We heard strong, resolute affirmations of support for and commitment to the WTO in all of our meetings. In fact, it was striking how much more prominent in our discussions were the WTO and other more traditional trade architecture such as FTAs, rather than the Belt and Road Initiative which had dominated similar discussions last year.
It may be that WTO reform offers a way both to seek a path through the current trade impasse and to shore up a multilateral system that has faced strong headwinds for over a decade. WTO reform is actively being discussed in a variable geometry of concerned parties, including by China and the EU (several of our contacts mentioned this hopefully); a trilateral process involving the US, EU and Japan, and a separate process that will be convened by Canada in October of a group of like-minded countries (including New Zealand but not the US or China).

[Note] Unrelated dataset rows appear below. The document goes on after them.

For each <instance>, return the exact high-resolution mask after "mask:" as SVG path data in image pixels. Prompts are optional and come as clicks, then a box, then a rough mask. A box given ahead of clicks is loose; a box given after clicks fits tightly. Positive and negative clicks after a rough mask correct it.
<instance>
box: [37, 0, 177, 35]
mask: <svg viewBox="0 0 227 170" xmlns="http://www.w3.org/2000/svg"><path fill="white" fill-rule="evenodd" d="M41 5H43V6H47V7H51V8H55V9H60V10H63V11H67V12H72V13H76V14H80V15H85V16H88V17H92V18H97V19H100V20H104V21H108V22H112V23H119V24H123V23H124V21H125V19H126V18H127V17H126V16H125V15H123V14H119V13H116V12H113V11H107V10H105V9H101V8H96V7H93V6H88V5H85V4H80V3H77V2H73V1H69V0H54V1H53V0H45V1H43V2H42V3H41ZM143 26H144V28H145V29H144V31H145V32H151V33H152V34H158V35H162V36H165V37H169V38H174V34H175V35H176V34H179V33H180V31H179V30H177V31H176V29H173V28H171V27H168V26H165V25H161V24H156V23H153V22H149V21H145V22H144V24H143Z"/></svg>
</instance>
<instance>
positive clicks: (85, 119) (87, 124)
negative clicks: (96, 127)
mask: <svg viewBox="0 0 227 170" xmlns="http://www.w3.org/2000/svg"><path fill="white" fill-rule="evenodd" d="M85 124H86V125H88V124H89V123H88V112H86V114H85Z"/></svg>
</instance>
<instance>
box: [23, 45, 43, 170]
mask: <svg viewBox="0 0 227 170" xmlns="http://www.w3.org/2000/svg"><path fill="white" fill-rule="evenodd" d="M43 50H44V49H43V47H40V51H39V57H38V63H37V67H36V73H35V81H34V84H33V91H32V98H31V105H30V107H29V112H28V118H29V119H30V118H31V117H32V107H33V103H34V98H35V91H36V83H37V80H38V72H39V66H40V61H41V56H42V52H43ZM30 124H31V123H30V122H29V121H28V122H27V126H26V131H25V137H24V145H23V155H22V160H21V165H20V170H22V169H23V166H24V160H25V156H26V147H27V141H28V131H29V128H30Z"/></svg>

The focus is around how to improve and modernise existing WTO rules, which are now over 20 years old. This could help to clear up ambiguity around subsidy rules (including those being used by China and Chinese SOEs), transparency (including potentially around Chinese practices) and most urgently saving the dispute settlement system (currently also in crisis thanks to US obstructionism – but which ironically will be called on to arbitrate over measures in the trade war, including complaints tabled by both the US and China).
That said, a reform process that looks like it is exclusively targeted at extracting more concessions from China is not likely to play well in Beijing. Chinese colleagues were also quick to point to unfinished business from the WTO Doha Round – including making rules “more fair” for developing countries, and reforming developed-country trade-distorting agriculture subsidies, a salient reminder of which has just been given by President Trump’s US$12 billion aid package to mitigate the impacts of the trade war on US farmers.
So it seems likely that the WTO path will not be an easy one, albeit crucial for all economies. And it is also clear that the tariff-shaped elephant in the room will ultimately have to form part of the truce if a lasting peace is to be found.
Stephanie Honey is a trade policy consultant and associate director of the New Zealand International Business Forum. Honey travelled to China in August as part of an Asia New Zealand Foundation Track II delegation. Views expressed are personal to the author.